Similarly, Air France-KLM shareholders voted against a 400,000-euro bonus that was paid to its former CEO, Pierre-Henri Gourgeon, in addition to the 1.125-million euro golden parachute he received, according to reports by Reuters and Radio France Internationale.
French Finance Minister Pierre Moscovici hailed the decisions and suggested that Gourgeon be obliged to return the 400,000 euros.
The French government is a shareholder in Safran and Air France-KLM, which recently cut more than 5,000 jobs to offset losses in the millions of euros. French President Francois Hollande has promised to limit the difference between public sector executives’ and workers’ pay to 20 to 1, and is expected to act on that promise soon.
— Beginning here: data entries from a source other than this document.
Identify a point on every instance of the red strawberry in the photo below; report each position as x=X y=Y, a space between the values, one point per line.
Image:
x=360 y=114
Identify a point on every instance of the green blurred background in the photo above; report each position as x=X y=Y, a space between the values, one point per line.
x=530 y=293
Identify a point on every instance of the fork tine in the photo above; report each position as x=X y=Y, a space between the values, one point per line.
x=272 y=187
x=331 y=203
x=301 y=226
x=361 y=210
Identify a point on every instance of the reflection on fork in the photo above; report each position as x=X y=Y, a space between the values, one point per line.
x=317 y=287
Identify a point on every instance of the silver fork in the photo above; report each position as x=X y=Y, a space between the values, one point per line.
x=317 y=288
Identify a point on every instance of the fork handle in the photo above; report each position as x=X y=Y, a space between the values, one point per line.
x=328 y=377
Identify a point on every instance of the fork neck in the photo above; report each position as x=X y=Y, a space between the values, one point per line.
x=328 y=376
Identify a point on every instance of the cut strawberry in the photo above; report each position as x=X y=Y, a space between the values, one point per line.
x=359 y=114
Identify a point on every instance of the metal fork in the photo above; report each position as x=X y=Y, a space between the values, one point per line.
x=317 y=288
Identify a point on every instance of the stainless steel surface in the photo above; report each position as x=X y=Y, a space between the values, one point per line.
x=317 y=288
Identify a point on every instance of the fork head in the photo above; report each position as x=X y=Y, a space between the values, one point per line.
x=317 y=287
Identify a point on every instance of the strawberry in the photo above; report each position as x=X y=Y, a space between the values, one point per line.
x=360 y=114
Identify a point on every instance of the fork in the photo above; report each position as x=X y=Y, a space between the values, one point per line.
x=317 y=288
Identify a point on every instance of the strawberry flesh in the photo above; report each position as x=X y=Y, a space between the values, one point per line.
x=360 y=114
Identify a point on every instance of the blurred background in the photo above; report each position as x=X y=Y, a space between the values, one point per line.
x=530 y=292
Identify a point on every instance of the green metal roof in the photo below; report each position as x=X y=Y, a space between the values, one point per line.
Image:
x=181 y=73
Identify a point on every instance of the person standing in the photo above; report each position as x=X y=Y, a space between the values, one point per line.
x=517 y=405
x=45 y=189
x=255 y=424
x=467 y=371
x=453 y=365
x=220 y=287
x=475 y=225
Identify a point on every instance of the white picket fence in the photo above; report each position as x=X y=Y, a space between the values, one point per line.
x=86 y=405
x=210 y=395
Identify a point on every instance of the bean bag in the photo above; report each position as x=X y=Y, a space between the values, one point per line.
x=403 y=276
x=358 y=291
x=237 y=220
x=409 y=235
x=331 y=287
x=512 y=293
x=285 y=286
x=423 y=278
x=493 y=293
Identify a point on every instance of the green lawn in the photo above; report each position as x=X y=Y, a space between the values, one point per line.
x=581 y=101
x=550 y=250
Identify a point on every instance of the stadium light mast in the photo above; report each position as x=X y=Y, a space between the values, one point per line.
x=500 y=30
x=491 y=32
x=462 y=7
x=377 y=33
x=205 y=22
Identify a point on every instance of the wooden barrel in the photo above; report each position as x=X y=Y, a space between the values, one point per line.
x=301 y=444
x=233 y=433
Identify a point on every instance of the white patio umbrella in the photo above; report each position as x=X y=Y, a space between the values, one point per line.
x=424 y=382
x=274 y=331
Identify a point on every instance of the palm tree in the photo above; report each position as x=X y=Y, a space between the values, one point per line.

"The government is thus again giving a strong signal of its will for change on the question of remuneration," Moscovici said in a statement following the Safran vote.
If these decisions and the Hollande administration’s position are any indication, European global executive positions may see their compensation reduced as the euro zone continues to struggle with austerity measures prompted by the collapse of Greece and Spain.
In contrast, compensation for American company ExxonMobil executives is set to increase.
The San Francisco Chronicle reported that investors at the company's annual meeting cast roughly 78% of their shares in favor of a new compensation-setting system delivering higher pay, despite assertions by critics saying that executive pay is already too high.
Shareholder advisory firms criticised the new system for excessive pay and for failing to link pay increases to the company’s financial performance, but differed in their recommendations on whether to vote for it.